Instant messaging service WhatsApp has reportedly rejected a demand from the British government earlier this year for it to create a backdoor into its secure network. Such a system would allow UK security services to access messages sent through the service, which protects its users’ communications with end-to-end (E2E) encryption.
According to Sky News, British government officials demanded that WhatsApp come up with “technical solutions” to hand over messages believed to be linked to criminal or terrorist investigations during the summer.
The Facebook-owned messaging platform rejected this request, and said that to facilitate this special access would weaken the protection of encryption provided to all of its users.
It said it would put its security at risk.
Encrypted messaging apps were used by terrorists to orchestrate a number of terror incidents that hit the UK this summer. A security source commented that “It is crucially important that we can access their communications – and when we can’t, it can provide a black hole for investigators.”
End-to-end encryption works by scrambling messages so that the content cannot be intercepted in a readable format.
In an FAQ on WhatsApp website, it states: “WhatsApp has no ability to see the content of messages or listen to calls on WhatsApp. That’s because the encryption and decryption of messages sent on WhatsApp occurs entirely on your device.”
“Naturally, people have asked what end-to-end encryption means for the work of law enforcement.”
“WhatsApp appreciates the work that law enforcement agencies do to keep people safe around the world. We carefully review, validate, and respond to law enforcement requests based on applicable law and policy, and we prioritise responses to emergency requests.”
The revelation of this rejection comes just after UK prime minister Theresa May spoke about the need for technology companies to do more to tackle online terror content in front of the United Nations general assembly.
May asked these tech companies to “develop new technological solutions to prevent such content being uploaded in the first place.” It was not confirmed if this would extend to encryption.”
“We need a fundamental shift in the scale and nature of our response – both from industry and governments – if we are to match the evolving nature of terrorists’ use of the internet.”
“This is a global problem that transcends national interests.”
“Governments must work with and support the efforts of industry and civil society if we are to achieve real and continuing progress and prevent the spread of extremism [in] cyberspace.”
Everyone on the same side?
UK human rights defenders hit back against the demands May has laid down, citing privacy issues and limitations to freedom of speech.

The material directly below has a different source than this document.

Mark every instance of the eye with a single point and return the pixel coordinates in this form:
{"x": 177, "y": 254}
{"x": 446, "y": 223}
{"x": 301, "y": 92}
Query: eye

“We need to recognise the limitations of relying on automated takedowns,” said Jim Killock, executive director of the Open Rights Group in a statement. “Mistakes will inevitably be made – by removing the wrong content and by missing extremist material.”
“Given the global reach of these companies, automated takedowns will have a wide-reaching effect on the content we see, although not necessarily on the spread of extremist ideas as terrorists will switch to using other platforms.”
>See also: Why 2017 will be the year of privacy
“This move by the British, French and Italian governments could also be used to justify the actions of authoritarian regimes, such as China, Saudi Arabia and Iran, who want companies to remove content that they find disagreeable.”
Similarly on Twitter, the Electronic Frontier Foundation (EFF) wrote: “UK government wants secret backdoor from WhatsApp, but can’t even keep its own demands from leaking.”
Commenting on the news Javvad Malik, security advocate at AlienVault, said: “From a technological perspective, the way in which WhatsApp has implemented end-to-end encryption means that it cannot be back doored without breaking the current implementation. Implementing a backdoor would significantly weaken the overall protection afforded by WhatsApp. History has repeatedly shown us that any backdoor will be found by adversaries and exploited for their gain; thus potentially causing more harm than good.